Macaroni and cheese is not just a favorite childhood snack but it is also considered one of the best low-cost meals for college students and comfort foods for adults. Now, a recent test of 30 cheese products shows that mac and cheese may contain high concentrations of a potentially harmful chemical that’s been banned in children’s toys.
Based on testing paid for by the Coalition for Safer Processing and Packaging, fatty foods like cheeses may be particularly susceptible to binding with chemicals known as phthalates.
The coalition, which is composed of four advocacy groups, purchased 30 different types of cheese products from retail stores in the United States and shipped all the items in their original packaging to a laboratory in Belgium.
VITO (the Flemish Institute for Technological Research) then tested the products for 13 different types of phthalates. All types of chemicals were found in 29 of the 30 cheese products, but the powdered cheese that comes with macaroni and cheese packages contained the highest concentrations of the chemicals.
“The phthalate concentrations in powder from mac and cheese mixes were more than four times higher than in block cheese and other natural cheeses like shredded cheese, string cheese and cottage cheese,” Mike Belliveau told The New York Times.
Belliveau is the executive director of the Environmental Health Strategy Center, which is one of the four groups that paid for the testing. Healthy Babies Bright Futures, the Ecology Center and Safer States also funded the report.
Phthalates Effects on the Body May Include Birth Defects
Phthalates are chemicals used to help make plastics softer and more pliable and can be found in hundreds of products.
According to the U.S. Food and Drug Administration (FDA), these products include things like “toys, vinyl flooring and wall covering, detergents, lubricating oils, food packaging, pharmaceuticals, blood bags and tubing, and personal care products, such as nail polish, hair sprays, aftershave lotions, soaps, shampoos, perfumes and other fragrance preparations.”
The FDA states the effect of the chemicals on human health is still unclear. Between 1998 and 2000, a panel from the National Institute for Environmental Safety and Health concluded that the reproductive risks from exposure to phthalates were “minimal to negligible in most cases.”
However, in July 2014, the U.S. Consumer Product Safety Commission released a report on the potential dangers of the chemicals. The commission cited studies on rats that found exposure to phthalates in utero led to the disruption of testosterone. Male children who were exposed to the chemicals in the womb may develop genital birth defects or have fertility problems later in life.
More recent studies point to other adverse effects associated with exposure to the chemicals. In an upcoming volume of Environmental Pollution, one study suggested exposure to two types of phthalates may be associated with childhood asthma. Another study from earlier this year found an association between certain phthalates and childhood obesity.
Efforts to Ban Phthalates from Packaging Stalls in the US
In April 2016, a group of organizations led by Tom Neltner of the Environmental Defense Fund (EDF) requested the FDA to stop using phthalates in food packaging and food handling equipment.

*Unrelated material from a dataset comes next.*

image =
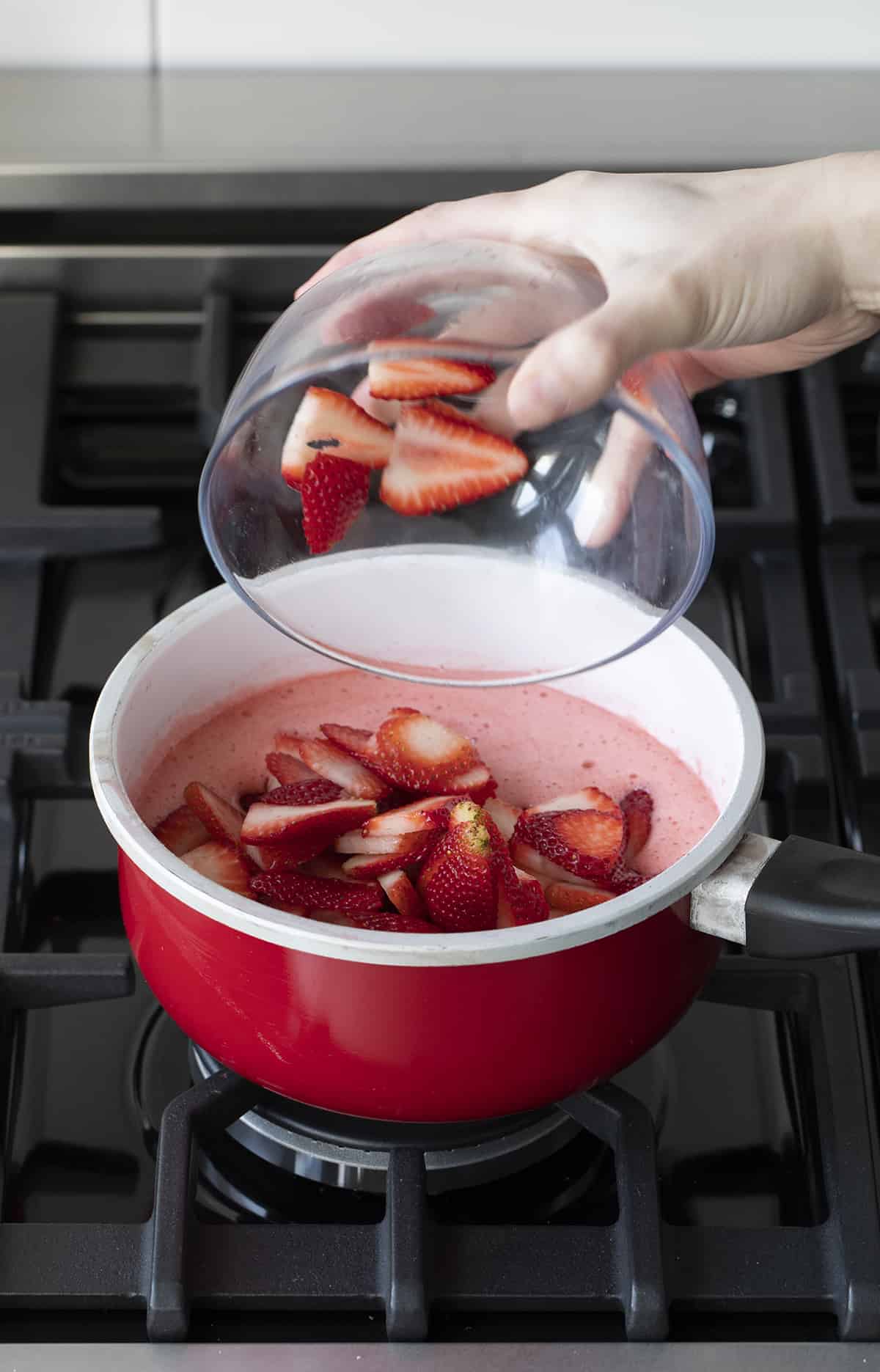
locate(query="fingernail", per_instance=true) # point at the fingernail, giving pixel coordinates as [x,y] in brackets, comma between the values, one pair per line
[536,401]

Although the chemicals are not directly added to food like cheeses, phthalates can seep into certain types of food during the processing and packaging stages. Conveyor belts and even the ink on packaging can contain the potentially harmful chemicals.
The FDA currently allows the chemicals to be used in plastics, paper and cellophane that comes in contact with food.
“Academic studies have linked some of these chemicals to various reproductive, developmental and endocrine health problems,” Neltner wrote on the EDF site in April 2016. “In fact, every ortho-phthalate that has been studied for these types of health effects has been found to pose a risk. From lower IQ in young children to malformation of the male genital tract, the evidence of health effects in humans continues to grow. But, with more than half of the 30 chemicals lacking any published safety data, the full extent of the threat remains unclear.”
Despite the FDA agreeing to a review of phthalates, Neltner told the Times that the petition stalled for technical reasons.
The FDA has stated that it will continue to review new information about the effects of the chemicals on human health as it arises.
Tips for Avoiding Exposure to Phthalates
Although phthalates are found in hundreds of items and food products, there are things pregnant women and children can do to minimize exposure.
Since phthalates are more likely to bond to fatty foods like powdered cheeses found in macaroni and cheese, consumers are recommended to choose low-fat dairy products.
Eating fresh fruits and vegetables while minimizing the consumption of processed foods can also help reduce exposure to the chemicals.
According to the Times, many fragrances also contain the chemicals, which is why consumers should opt for personal care products like detergents, shampoos and cleansers without scents.